Giovanni Innella, Sara Miccoli, Dora Colussi, Laura Maria Pradella, Laura Benedetta Amato, Roberta Zuntini, Nunzio Cosimo Mario Salfi, Guido Collina, Francesco Ferrara, Luigi Ricciardiello, Daniela Turchetti
Pathology, Research and Practice 2021 January 8, 218: 153339
Cowden Syndrome (CS) is an autosomal dominant disorder characterized by hamartomatous growth in several organs and by an increased risk of malignancies, which makes its recognition essential to undertake risk reduction measures. Although the involvement of gastrointestinal tract is extremely common, awareness of this entity among gastroenterologists appears limited.
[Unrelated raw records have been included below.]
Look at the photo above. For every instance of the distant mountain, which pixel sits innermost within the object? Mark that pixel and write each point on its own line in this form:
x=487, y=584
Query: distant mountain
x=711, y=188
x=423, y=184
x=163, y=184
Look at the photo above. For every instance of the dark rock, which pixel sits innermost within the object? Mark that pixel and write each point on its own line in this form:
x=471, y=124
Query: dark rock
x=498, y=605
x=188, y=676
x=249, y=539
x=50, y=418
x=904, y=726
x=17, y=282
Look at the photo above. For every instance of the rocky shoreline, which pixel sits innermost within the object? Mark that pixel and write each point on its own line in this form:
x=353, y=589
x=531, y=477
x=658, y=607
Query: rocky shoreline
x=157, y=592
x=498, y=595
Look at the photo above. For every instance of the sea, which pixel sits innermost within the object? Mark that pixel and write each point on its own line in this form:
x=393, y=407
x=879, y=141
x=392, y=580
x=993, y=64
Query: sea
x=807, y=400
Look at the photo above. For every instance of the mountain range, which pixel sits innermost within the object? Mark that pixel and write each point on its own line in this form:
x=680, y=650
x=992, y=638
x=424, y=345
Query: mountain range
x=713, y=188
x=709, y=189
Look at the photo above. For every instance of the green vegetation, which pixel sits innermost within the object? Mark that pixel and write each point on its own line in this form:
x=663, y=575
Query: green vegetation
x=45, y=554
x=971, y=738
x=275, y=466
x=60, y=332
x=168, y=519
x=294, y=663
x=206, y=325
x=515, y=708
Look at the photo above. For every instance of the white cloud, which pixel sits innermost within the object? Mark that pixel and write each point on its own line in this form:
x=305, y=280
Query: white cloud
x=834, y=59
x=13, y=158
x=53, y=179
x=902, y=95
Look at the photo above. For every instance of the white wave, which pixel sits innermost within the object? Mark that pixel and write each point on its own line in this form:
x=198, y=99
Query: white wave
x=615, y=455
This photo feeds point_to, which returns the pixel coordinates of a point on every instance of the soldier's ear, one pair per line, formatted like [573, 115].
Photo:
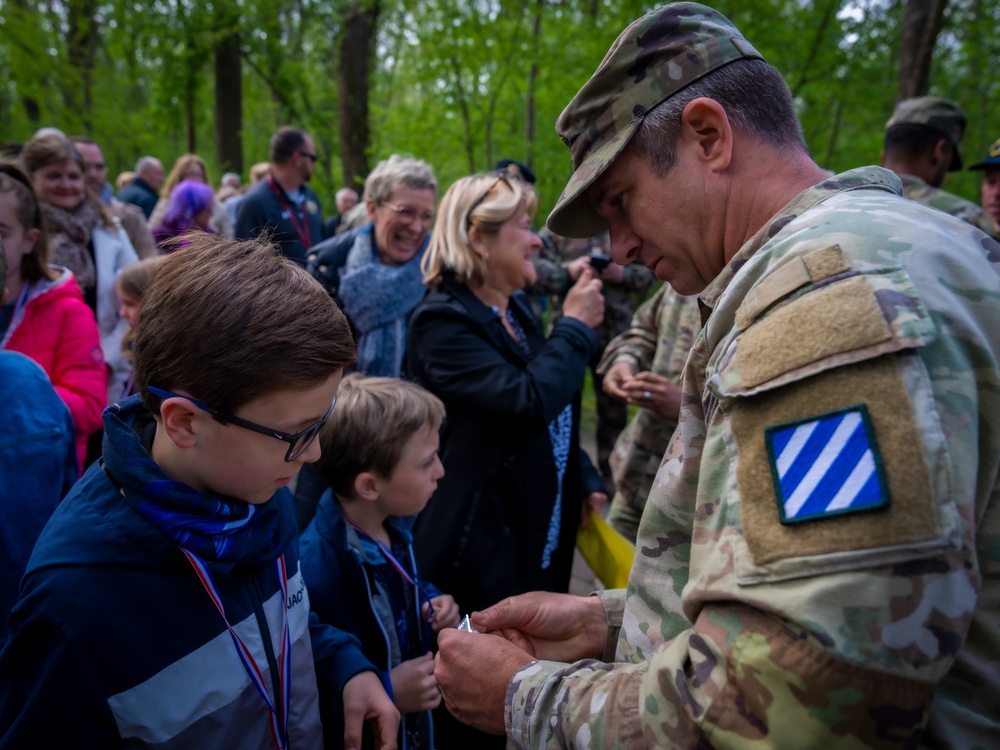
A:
[705, 126]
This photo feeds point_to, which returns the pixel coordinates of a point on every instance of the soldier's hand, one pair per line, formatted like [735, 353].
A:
[577, 266]
[473, 671]
[595, 501]
[616, 378]
[584, 300]
[559, 627]
[656, 393]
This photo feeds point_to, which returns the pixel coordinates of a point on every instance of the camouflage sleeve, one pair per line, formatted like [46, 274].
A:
[637, 344]
[762, 617]
[551, 277]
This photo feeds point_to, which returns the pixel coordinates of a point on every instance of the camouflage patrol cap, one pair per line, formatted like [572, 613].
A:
[653, 59]
[939, 114]
[992, 157]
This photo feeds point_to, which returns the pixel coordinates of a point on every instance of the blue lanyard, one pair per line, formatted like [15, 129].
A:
[398, 567]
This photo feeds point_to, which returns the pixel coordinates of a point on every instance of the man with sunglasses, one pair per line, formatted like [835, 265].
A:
[164, 605]
[282, 207]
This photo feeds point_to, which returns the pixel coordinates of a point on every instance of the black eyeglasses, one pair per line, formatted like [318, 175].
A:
[502, 177]
[297, 444]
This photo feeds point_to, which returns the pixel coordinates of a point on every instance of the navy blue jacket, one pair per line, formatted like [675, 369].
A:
[37, 467]
[338, 565]
[115, 642]
[481, 536]
[261, 212]
[139, 193]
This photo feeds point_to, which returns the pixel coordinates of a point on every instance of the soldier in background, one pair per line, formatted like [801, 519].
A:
[990, 190]
[643, 366]
[816, 564]
[921, 147]
[558, 264]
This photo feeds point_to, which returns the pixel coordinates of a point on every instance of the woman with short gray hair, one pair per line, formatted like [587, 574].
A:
[374, 271]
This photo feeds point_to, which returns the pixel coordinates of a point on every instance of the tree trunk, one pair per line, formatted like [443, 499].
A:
[81, 44]
[229, 105]
[918, 33]
[529, 109]
[357, 49]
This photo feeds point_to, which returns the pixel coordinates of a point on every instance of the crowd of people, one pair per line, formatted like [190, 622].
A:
[261, 460]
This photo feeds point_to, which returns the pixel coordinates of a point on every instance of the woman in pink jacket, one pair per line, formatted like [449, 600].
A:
[46, 318]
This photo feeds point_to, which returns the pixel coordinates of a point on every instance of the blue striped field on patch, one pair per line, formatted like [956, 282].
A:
[827, 465]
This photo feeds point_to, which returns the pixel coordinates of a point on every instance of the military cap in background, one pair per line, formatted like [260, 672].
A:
[653, 59]
[992, 157]
[936, 113]
[516, 169]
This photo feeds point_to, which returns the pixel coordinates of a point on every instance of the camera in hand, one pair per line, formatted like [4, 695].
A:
[599, 261]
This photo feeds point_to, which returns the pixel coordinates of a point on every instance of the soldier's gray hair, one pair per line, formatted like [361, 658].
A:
[481, 203]
[395, 172]
[754, 95]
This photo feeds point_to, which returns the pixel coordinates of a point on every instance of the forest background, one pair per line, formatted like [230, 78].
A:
[458, 83]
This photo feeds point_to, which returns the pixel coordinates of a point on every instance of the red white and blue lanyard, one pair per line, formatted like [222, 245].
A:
[282, 693]
[301, 228]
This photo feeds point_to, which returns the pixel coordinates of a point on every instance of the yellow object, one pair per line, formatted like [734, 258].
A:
[607, 552]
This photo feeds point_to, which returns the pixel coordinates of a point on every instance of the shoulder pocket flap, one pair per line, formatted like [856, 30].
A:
[850, 320]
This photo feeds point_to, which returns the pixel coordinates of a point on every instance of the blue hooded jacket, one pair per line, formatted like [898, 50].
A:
[340, 568]
[115, 641]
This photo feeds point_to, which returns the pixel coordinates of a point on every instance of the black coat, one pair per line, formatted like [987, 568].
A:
[483, 532]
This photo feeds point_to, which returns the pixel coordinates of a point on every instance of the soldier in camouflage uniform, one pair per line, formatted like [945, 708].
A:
[990, 188]
[656, 347]
[921, 147]
[817, 563]
[620, 284]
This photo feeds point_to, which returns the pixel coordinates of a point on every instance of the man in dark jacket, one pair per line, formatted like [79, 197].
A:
[281, 206]
[144, 189]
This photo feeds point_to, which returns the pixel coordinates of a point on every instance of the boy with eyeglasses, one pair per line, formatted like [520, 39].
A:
[163, 604]
[357, 555]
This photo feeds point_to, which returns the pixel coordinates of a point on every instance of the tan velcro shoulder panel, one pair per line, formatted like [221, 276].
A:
[837, 318]
[911, 515]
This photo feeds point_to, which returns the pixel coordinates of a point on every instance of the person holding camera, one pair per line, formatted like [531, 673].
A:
[621, 285]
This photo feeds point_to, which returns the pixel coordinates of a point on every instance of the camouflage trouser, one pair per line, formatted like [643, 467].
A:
[612, 416]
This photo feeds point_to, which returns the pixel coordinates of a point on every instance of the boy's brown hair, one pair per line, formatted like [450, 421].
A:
[371, 424]
[229, 321]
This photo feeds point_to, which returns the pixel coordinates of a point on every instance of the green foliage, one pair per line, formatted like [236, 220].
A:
[459, 83]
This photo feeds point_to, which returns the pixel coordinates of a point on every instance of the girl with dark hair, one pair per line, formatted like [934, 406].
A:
[85, 238]
[46, 318]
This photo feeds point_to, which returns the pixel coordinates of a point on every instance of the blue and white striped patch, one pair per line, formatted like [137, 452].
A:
[826, 466]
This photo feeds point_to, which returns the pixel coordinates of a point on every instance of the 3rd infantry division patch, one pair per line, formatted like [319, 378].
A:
[827, 465]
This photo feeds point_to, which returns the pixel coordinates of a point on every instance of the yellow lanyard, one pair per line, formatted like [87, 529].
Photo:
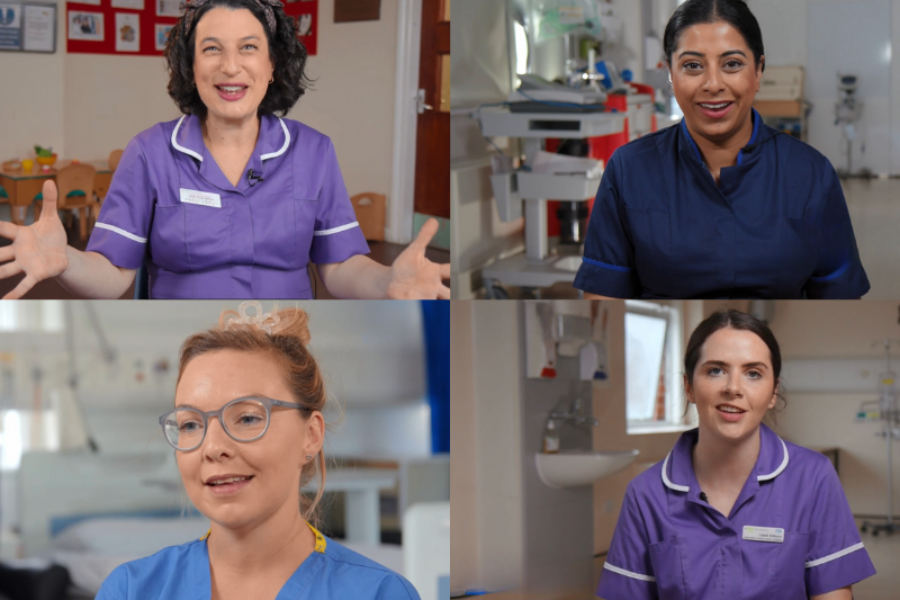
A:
[320, 539]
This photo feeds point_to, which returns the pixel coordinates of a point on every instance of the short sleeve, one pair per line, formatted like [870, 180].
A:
[607, 268]
[115, 587]
[337, 235]
[395, 587]
[836, 557]
[628, 572]
[839, 273]
[123, 226]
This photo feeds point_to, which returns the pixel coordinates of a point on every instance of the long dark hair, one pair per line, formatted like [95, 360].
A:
[287, 52]
[734, 12]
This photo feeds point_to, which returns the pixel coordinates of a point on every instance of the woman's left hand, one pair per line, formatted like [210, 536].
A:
[415, 277]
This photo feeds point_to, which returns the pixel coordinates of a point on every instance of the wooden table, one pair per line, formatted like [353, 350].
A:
[22, 187]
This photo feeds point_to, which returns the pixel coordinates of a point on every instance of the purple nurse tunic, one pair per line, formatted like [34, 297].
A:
[790, 534]
[171, 207]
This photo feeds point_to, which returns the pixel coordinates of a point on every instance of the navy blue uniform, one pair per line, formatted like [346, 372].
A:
[776, 226]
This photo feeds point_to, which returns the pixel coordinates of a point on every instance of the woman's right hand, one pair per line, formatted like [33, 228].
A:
[38, 250]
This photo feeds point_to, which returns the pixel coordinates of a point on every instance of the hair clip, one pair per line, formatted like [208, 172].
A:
[265, 5]
[265, 321]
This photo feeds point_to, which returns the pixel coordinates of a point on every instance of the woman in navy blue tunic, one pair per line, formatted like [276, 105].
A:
[720, 206]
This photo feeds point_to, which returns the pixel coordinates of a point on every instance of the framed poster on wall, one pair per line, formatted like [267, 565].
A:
[120, 27]
[306, 14]
[27, 27]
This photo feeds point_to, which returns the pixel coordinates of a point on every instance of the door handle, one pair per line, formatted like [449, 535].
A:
[421, 107]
We report on two unrelated patients: a 46-year-old male and a 38-year-old woman, who were referred to the Genetic Clinic because of the endoscopic finding of multiple colorectal polyps. Despite both displayed striking clinical (and, in the first case, familial) manifestations of Cowden Syndrome (PTEN Hamartoma Tumor Syndrome-PHTS), they had not been recognized before. Diagnosis of PHTS was confirmed by the detection of causative PTEN variants. Pathological examination of the polyps showed multiple histology types: hyperplastic, juvenile, serrated and lymphoid. Hyperplastic polyps analyzed from both patients failed to show BRAF V600E and KRAS codon 12/13 mutations, which provides evidence against their potential to evolve to colorectal cancer through the serrated pathway. We then reviewed the literature on gastrointestinal polyps detected in patients with Cowden Syndrome, in order to provide a comprehensive scenario of presentations: among a total of 568 patients reported in the literature, 91.7 % presented with colon polyps, with 63.0 % having two or more different histological types of polyps; besides, 58.5 % had extra-colonic polyps (located either in stomach and/or in small intestine). Finding multiple polyps with mixed and/or unusual histology should alert gastroenterologists and pathologists about the possible diagnosis of Cowden Syndrome and prompt the search for other manifestations of this condition in the patient.